Days before US President Donald Trump’s term ends and under pressure from Prime Minister Benjamin Netanyahu’s office, a Jerusalem Municipality committee will convene Wednesday to grant approval to two different locations that could potentially become the home of the permanent US Embassy in Israel, according to a report Tuesday.
According to Kan News, the move has been expedited in light of Trump’s imminent departure from the White House. The outgoing president moved the embassy from Tel Aviv to Jerusalem in 2018, in a major foreign policy move that went against decades of international consensus.
The quickened process appeared to be an attempt to further create facts on the ground that would make it harder for the upcoming administration of Joe Biden to reverse the move — though he isn’t believed to be planning to do so anyway.

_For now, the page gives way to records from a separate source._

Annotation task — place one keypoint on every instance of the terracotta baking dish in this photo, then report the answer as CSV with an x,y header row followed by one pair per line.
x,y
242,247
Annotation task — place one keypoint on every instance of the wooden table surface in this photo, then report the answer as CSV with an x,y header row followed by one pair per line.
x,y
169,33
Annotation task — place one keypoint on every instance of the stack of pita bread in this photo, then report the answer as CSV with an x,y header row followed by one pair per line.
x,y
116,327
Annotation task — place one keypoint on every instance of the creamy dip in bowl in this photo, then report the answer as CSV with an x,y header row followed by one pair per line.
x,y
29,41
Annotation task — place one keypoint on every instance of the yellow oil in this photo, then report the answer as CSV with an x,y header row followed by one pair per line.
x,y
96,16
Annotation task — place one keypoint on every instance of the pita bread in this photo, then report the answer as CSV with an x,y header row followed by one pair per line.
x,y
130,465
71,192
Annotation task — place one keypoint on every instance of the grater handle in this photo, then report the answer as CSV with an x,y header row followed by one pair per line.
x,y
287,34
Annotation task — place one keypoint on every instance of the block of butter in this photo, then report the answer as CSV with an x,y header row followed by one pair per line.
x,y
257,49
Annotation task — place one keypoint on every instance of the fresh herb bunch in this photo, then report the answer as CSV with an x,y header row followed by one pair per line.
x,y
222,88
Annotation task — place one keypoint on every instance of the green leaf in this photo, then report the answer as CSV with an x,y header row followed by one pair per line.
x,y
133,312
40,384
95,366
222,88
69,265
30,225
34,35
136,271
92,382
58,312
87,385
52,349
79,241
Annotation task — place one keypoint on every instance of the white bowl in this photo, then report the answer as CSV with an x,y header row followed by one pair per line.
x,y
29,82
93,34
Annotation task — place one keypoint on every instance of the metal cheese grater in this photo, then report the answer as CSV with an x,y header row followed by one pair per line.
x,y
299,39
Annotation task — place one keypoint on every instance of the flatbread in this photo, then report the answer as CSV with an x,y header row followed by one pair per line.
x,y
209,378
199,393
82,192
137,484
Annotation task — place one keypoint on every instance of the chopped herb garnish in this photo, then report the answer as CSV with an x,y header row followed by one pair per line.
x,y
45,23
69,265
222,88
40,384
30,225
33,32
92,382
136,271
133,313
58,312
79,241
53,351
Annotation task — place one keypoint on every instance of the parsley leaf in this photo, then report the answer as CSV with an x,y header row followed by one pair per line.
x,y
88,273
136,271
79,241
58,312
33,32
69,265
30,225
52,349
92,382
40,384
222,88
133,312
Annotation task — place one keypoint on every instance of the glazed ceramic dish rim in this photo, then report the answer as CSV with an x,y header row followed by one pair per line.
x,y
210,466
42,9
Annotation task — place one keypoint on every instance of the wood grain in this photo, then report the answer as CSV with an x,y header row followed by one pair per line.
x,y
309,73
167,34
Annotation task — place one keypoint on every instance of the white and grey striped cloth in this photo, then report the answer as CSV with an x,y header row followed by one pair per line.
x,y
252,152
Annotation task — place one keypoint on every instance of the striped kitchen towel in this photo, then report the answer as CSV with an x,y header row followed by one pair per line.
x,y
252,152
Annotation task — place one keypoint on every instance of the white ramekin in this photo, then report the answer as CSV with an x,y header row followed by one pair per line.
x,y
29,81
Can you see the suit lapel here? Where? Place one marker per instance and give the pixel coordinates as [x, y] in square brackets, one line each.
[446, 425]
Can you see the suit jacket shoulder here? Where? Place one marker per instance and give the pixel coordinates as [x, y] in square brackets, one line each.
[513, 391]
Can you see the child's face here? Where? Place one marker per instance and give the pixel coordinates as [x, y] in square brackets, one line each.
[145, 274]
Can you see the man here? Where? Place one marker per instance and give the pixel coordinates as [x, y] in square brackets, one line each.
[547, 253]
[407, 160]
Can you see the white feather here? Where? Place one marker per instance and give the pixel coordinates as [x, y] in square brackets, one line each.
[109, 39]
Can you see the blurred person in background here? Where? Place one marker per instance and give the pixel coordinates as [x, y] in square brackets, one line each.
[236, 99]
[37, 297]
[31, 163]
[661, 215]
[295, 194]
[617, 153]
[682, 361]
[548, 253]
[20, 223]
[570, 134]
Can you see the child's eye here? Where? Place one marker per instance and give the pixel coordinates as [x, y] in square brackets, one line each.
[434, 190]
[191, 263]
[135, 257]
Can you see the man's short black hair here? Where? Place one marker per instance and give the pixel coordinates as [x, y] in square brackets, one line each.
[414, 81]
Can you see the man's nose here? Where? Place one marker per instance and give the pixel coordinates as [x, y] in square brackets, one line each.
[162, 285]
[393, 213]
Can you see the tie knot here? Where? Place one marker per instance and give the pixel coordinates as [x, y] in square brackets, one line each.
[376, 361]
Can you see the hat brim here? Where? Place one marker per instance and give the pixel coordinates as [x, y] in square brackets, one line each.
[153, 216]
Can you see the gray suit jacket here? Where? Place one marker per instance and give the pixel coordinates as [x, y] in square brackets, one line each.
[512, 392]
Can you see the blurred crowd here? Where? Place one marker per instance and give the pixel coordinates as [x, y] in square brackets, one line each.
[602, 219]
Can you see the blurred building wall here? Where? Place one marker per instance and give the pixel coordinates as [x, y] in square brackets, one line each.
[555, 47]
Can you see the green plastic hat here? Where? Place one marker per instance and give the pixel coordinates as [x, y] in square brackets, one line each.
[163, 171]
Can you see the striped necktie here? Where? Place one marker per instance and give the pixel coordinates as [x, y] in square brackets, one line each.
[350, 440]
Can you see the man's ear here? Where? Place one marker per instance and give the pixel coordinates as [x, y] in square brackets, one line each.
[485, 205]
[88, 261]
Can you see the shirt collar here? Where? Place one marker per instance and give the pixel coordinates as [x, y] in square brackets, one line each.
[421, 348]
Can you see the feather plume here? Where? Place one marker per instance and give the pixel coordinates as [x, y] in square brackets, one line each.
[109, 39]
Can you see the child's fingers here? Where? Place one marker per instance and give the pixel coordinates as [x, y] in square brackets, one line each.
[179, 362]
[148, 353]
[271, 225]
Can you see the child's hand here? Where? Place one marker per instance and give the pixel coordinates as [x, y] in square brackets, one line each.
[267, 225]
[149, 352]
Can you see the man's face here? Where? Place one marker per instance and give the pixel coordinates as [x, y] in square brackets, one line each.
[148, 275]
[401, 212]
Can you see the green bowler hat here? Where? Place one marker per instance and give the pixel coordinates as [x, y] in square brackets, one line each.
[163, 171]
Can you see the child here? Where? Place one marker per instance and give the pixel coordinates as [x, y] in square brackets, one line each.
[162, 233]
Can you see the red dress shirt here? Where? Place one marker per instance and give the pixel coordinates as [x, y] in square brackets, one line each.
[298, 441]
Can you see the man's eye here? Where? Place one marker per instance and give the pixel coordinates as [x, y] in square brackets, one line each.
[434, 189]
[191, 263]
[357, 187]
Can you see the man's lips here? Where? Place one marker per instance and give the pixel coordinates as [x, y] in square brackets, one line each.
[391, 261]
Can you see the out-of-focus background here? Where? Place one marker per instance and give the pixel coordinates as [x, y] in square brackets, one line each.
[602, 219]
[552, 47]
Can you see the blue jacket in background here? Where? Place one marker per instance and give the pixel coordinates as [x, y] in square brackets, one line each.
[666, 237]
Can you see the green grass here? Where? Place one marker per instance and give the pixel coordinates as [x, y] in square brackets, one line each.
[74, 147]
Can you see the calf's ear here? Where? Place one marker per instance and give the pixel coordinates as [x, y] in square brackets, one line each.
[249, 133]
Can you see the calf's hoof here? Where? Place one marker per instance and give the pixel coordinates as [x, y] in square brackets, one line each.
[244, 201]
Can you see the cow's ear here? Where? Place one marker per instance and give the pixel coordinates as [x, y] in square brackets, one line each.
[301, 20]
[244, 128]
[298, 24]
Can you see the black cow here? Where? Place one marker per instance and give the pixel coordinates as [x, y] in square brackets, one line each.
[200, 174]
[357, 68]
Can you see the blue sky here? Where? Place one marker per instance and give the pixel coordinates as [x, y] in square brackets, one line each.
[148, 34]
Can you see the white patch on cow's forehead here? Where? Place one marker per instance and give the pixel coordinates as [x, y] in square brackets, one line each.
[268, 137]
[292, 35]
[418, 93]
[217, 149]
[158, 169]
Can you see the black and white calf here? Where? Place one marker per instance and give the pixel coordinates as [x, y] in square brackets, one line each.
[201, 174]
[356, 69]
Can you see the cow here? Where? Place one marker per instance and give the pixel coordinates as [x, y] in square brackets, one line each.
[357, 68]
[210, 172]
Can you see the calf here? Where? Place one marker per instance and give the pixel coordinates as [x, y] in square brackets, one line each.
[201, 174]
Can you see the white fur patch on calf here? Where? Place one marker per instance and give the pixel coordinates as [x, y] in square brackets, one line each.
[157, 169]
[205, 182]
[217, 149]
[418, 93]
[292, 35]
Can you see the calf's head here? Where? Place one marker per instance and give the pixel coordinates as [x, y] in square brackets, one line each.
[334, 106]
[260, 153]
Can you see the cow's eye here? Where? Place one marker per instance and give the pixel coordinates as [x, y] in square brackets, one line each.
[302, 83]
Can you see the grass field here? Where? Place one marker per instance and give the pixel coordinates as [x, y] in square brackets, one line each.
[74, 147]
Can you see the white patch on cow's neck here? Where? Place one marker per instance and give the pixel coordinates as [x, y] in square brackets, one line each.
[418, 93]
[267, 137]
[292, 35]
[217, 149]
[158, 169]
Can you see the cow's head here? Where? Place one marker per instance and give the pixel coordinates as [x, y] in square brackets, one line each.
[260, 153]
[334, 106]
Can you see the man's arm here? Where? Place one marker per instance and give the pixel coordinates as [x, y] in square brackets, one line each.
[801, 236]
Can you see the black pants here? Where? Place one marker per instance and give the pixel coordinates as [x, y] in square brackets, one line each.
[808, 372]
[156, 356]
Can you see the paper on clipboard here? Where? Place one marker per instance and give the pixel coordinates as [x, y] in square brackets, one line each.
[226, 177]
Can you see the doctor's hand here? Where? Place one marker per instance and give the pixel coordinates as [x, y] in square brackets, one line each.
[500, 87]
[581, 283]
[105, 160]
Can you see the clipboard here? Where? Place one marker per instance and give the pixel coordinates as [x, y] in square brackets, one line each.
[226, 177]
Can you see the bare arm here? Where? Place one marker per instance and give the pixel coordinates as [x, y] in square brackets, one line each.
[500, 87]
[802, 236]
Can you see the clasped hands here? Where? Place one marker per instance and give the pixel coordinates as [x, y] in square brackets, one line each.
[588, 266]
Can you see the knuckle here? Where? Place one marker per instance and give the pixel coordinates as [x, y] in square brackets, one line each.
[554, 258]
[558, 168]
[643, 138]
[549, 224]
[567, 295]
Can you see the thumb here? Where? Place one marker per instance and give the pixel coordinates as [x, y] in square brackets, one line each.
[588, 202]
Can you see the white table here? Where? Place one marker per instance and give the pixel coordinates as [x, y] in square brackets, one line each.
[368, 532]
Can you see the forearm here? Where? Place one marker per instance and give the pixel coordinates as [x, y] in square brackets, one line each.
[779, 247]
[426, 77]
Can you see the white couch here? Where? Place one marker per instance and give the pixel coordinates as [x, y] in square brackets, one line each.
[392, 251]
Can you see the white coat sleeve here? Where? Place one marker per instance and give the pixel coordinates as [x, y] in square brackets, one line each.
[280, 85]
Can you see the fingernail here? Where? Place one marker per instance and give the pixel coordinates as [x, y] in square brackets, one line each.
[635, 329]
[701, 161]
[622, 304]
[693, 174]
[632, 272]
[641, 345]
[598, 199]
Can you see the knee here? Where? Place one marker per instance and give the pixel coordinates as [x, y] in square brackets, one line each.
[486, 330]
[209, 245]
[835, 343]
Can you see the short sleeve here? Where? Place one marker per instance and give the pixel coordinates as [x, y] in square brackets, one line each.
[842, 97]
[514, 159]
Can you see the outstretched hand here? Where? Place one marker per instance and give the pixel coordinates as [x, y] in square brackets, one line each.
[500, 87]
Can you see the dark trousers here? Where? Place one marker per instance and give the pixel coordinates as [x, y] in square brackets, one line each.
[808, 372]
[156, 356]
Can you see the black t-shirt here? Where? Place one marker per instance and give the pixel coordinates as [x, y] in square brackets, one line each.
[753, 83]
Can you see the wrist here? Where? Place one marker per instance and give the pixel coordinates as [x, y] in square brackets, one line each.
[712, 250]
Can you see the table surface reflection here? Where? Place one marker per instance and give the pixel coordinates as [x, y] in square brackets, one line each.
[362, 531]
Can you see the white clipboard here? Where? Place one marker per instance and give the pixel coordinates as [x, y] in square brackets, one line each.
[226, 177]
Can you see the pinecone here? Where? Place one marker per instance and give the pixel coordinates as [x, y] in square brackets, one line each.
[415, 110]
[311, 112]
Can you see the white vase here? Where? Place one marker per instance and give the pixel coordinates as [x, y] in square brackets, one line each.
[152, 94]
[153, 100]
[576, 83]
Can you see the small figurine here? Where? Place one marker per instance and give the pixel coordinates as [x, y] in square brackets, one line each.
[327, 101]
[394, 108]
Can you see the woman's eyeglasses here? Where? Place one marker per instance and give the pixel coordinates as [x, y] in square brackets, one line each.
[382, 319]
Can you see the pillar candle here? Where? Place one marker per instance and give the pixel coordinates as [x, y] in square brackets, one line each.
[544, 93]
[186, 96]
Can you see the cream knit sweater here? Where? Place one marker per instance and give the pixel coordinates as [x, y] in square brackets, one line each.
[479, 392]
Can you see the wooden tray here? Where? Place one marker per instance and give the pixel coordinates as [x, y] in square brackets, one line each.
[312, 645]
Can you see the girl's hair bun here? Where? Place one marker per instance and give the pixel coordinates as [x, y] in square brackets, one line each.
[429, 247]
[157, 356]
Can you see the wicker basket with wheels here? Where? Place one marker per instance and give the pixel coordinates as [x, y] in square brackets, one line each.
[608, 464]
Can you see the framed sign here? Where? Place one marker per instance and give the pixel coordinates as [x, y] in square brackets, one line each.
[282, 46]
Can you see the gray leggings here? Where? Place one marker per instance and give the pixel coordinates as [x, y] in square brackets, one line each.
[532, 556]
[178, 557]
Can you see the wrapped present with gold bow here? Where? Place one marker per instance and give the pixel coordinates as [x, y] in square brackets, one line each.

Kan reported that in an irregular move, the planning committee will urgently convene to approve two separate sites as the location of the permanent embassy which is set to replace the current, temporary mission situated at the former US Consulate in the Arnona neighborhood.
Kan cited a source involved in the plan’s details as saying Netanyahu’s decision to push for the approval of two different locations stemmed from the fact that the Americans haven’t yet decided where the permanent embassy will be.
One option is to have the temporary mission in Arnona converted into a permanent embassy. The second potential location is a still-under-construction diplomatic compound, to be named after British Mandate governor Edmund Henry Hynman Allenby, in the city’s Talpiot neighborhood.
The plan to build a permanent embassy structure in Jerusalem was approved in 2019, but the location hasn’t yet been announced or approved.
US President Donald Trump recognized Jerusalem as Israel’s capital on December 6, 2017, and moved the embassy into the Arnona compound on May 14, 2018.